1VRP/SP: Registro de Imóveis. Partilha. Escritura de divórcio.


  
 

Processo 1108607-52.2021.8.26.0100

Dúvida – REGISTROS PÚBLICOS – Vera Maria de Castro Lima – Diante do exposto, JULGO PROCEDENTE a dúvida suscitada pelo Oficial do 14º Registro de Imóveis da Capital a requerimento de Vera Maria de Castro Lima e Enio Rodrigues de Lima e, em consequência, mantenho os óbices registrários. Deste procedimento não decorrem custas, despesas processuais ou honorários advocatícios. Oportunamente, ao arquivo com as cautelas de praxe.
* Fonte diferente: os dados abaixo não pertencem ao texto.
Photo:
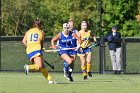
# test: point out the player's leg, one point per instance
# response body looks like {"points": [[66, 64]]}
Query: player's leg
{"points": [[69, 68], [39, 61], [65, 68], [83, 66], [113, 60], [118, 60], [88, 59]]}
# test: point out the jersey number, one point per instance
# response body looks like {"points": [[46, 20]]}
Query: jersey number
{"points": [[34, 37]]}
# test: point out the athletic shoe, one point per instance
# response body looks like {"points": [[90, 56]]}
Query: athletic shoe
{"points": [[52, 82], [26, 68], [64, 73], [89, 74], [85, 77], [69, 76]]}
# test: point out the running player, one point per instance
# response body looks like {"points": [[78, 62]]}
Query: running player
{"points": [[64, 39], [33, 40], [85, 54], [74, 44]]}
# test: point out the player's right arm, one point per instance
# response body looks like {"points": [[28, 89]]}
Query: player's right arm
{"points": [[24, 40], [55, 39]]}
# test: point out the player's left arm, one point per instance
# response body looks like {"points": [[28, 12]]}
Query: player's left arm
{"points": [[95, 40], [78, 39], [24, 40], [43, 36]]}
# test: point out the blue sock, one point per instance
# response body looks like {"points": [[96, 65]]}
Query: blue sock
{"points": [[65, 65]]}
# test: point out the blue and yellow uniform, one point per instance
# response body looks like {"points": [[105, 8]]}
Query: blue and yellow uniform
{"points": [[34, 43], [74, 42], [85, 37], [65, 42]]}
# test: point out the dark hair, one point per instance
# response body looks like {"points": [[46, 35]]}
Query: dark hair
{"points": [[115, 27], [37, 22]]}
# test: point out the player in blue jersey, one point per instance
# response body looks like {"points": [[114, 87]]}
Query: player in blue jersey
{"points": [[74, 44], [64, 39]]}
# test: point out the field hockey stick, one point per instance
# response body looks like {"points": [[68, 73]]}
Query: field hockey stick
{"points": [[56, 50], [52, 66]]}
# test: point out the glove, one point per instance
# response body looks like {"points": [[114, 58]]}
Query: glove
{"points": [[77, 48]]}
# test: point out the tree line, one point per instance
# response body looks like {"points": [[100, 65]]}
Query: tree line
{"points": [[17, 15]]}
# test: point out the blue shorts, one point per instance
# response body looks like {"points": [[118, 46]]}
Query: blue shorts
{"points": [[84, 51], [34, 54]]}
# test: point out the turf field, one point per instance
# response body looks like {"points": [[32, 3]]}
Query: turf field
{"points": [[13, 57], [15, 82]]}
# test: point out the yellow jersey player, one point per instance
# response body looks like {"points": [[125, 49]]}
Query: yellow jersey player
{"points": [[85, 51], [33, 40]]}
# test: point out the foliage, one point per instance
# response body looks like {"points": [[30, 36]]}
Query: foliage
{"points": [[18, 15], [121, 13]]}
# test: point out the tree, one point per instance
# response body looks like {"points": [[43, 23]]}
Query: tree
{"points": [[121, 13]]}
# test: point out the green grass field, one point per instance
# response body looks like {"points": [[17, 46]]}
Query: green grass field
{"points": [[13, 57], [12, 82]]}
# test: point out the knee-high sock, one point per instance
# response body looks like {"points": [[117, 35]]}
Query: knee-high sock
{"points": [[88, 67], [65, 65], [84, 70], [34, 67], [44, 71]]}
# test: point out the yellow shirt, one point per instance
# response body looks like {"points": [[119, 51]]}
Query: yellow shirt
{"points": [[34, 38], [85, 37]]}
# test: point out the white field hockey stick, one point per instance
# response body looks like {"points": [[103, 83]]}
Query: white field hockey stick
{"points": [[93, 45], [56, 50]]}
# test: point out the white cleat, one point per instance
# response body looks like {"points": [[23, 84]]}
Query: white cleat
{"points": [[26, 67], [52, 82]]}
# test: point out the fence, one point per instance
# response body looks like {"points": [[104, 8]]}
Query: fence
{"points": [[13, 56]]}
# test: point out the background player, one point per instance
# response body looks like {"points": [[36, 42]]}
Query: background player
{"points": [[85, 53], [33, 40], [74, 44]]}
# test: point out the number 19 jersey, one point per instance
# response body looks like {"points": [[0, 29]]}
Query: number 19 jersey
{"points": [[34, 39]]}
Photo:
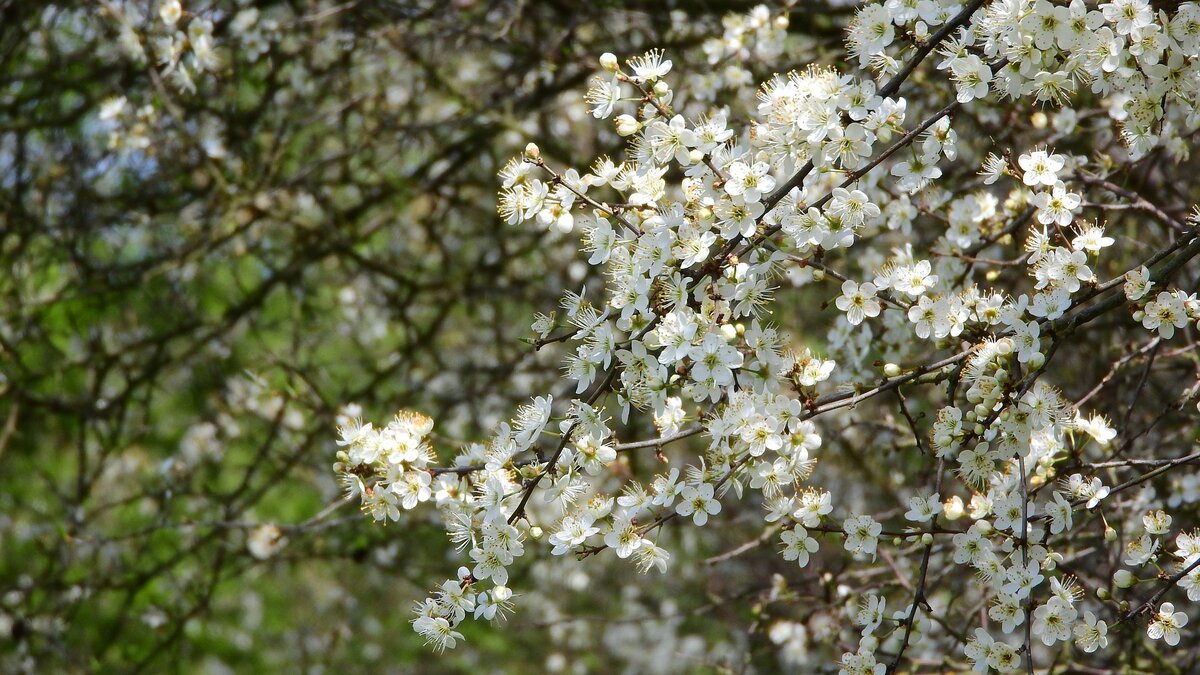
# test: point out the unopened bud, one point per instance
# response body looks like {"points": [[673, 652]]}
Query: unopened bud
{"points": [[953, 508], [1123, 579]]}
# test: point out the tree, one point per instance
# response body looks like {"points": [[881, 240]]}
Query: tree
{"points": [[822, 275]]}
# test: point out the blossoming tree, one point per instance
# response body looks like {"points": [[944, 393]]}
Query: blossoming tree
{"points": [[982, 459]]}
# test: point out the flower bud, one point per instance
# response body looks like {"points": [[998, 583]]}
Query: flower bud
{"points": [[1123, 579], [627, 125], [953, 508]]}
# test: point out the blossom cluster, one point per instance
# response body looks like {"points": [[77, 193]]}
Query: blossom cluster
{"points": [[685, 228]]}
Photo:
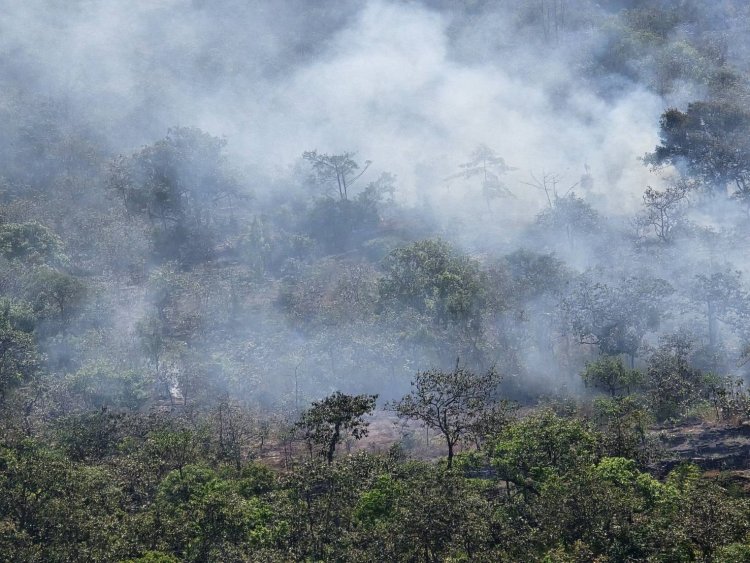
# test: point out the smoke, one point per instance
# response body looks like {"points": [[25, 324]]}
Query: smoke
{"points": [[395, 81]]}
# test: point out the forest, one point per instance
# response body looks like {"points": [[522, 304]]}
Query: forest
{"points": [[375, 280]]}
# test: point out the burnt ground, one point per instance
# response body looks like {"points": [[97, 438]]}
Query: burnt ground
{"points": [[714, 447]]}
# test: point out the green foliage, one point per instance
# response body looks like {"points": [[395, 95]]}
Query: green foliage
{"points": [[31, 243], [707, 142], [102, 385], [432, 278], [56, 295], [542, 446], [177, 183], [460, 404], [327, 421], [19, 360], [672, 384], [609, 374]]}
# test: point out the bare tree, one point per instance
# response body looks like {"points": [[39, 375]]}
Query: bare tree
{"points": [[339, 170], [457, 403]]}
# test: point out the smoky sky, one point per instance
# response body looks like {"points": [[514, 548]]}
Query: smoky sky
{"points": [[412, 86]]}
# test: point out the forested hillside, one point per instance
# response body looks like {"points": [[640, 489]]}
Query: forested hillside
{"points": [[375, 281]]}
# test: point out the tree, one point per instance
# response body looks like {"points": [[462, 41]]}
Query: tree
{"points": [[664, 210], [615, 319], [673, 385], [177, 184], [327, 420], [56, 294], [609, 374], [432, 278], [31, 242], [489, 166], [707, 142], [19, 361], [536, 448], [724, 297], [338, 170], [454, 402]]}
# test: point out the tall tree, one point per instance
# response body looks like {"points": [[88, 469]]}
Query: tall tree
{"points": [[326, 422], [456, 403], [338, 170]]}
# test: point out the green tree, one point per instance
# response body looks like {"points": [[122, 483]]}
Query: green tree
{"points": [[609, 374], [31, 242], [19, 360], [327, 421], [340, 171], [178, 184], [434, 279], [457, 403]]}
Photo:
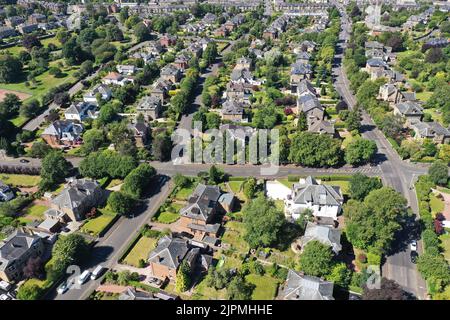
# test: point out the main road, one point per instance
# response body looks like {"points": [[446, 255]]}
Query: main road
{"points": [[395, 172]]}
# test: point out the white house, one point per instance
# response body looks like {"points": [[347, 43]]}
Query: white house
{"points": [[323, 200]]}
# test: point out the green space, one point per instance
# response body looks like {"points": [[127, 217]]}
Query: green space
{"points": [[96, 225], [265, 286], [140, 251], [20, 180]]}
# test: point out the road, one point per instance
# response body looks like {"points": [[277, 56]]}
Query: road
{"points": [[34, 123], [396, 173], [108, 249]]}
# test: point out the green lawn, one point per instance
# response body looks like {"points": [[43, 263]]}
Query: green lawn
{"points": [[140, 251], [235, 186], [20, 180], [436, 204], [32, 213], [167, 217], [445, 244], [98, 224], [266, 286]]}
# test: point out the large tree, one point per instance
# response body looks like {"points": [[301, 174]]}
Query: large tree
{"points": [[263, 222], [316, 259], [374, 222]]}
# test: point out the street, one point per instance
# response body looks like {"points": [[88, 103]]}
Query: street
{"points": [[395, 173]]}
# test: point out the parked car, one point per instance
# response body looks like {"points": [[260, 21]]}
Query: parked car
{"points": [[414, 255], [413, 245], [84, 276]]}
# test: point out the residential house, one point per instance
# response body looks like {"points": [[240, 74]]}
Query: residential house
{"points": [[299, 286], [171, 73], [80, 111], [76, 199], [6, 192], [324, 234], [232, 111], [150, 107], [102, 90], [411, 111], [323, 200], [431, 130], [126, 69], [15, 251], [114, 78], [197, 217], [63, 132], [140, 132]]}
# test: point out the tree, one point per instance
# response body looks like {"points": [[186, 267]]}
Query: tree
{"points": [[121, 203], [215, 175], [375, 222], [239, 289], [39, 150], [340, 275], [183, 277], [360, 151], [360, 186], [137, 180], [10, 68], [30, 109], [389, 290], [30, 41], [93, 139], [316, 259], [438, 172], [141, 32], [162, 147], [29, 291], [54, 169], [310, 149], [263, 222]]}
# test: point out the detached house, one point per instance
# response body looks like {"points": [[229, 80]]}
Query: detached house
{"points": [[323, 200], [15, 251], [150, 107], [78, 197], [299, 286], [197, 217], [63, 132]]}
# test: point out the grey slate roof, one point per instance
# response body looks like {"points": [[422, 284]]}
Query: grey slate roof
{"points": [[323, 234], [312, 192], [169, 252], [303, 287], [202, 202]]}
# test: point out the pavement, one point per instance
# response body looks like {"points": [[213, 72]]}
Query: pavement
{"points": [[396, 173], [111, 246]]}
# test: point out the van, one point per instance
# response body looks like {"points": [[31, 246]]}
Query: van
{"points": [[97, 272], [84, 276], [5, 286]]}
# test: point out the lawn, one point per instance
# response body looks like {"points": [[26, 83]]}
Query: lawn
{"points": [[445, 244], [96, 225], [235, 186], [436, 204], [140, 251], [265, 286], [32, 213], [20, 180]]}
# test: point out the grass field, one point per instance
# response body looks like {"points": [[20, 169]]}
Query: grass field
{"points": [[20, 180], [98, 224], [140, 251], [436, 204], [265, 286]]}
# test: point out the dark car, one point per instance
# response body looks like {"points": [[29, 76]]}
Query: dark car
{"points": [[414, 255]]}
P.R.I.C. – ADV: ENIO RODRIGUES DE LIMA (OAB 51302/SP)

Íntegra da decisão:

SENTENÇA

Processo Digital nº: 1108607-52.2021.8.26.0100

Classe – Assunto Dúvida – REGISTROS PÚBLICOS

Suscitante: 14º Oficial de Registro de Imoveis da Capital

Requerido: Vera Maria de Castro Lima e outro

Juiz(a) de Direito: Dr(a). Luciana Carone Nucci Eugênio Mahuad

Vistos.

Trata-se de dúvida suscitada pelo Oficial do 14º Registro de Imóveis da Capital a requerimento de Vera Maria de Castro Lima e Enio Rodrigues de Lima tendo em vista negativa em se proceder ao ingresso de dois títulos (prenotações distintas – n. 833.979 e 833.981).

O primeiro trata-se da escritura de divórcio consensual dos requerentes, lavrada perante o 6º Tabelião de Notas da Capital, enquanto o segundo é a escritura de doação da nua propriedade do imóvel da matrícula n.45.600 daquela serventia para a filha do casal, Carolina de Castro Lima Biazi, com reserva de usufruto vitalício.

A devolução dos títulos foi motivada pela ausência de documentos que acompanharam prenotação anterior (n. 829.147), cujo prazo de validade expirou, além da ausência de partilha de bens do casal na qual conste o imóvel doado.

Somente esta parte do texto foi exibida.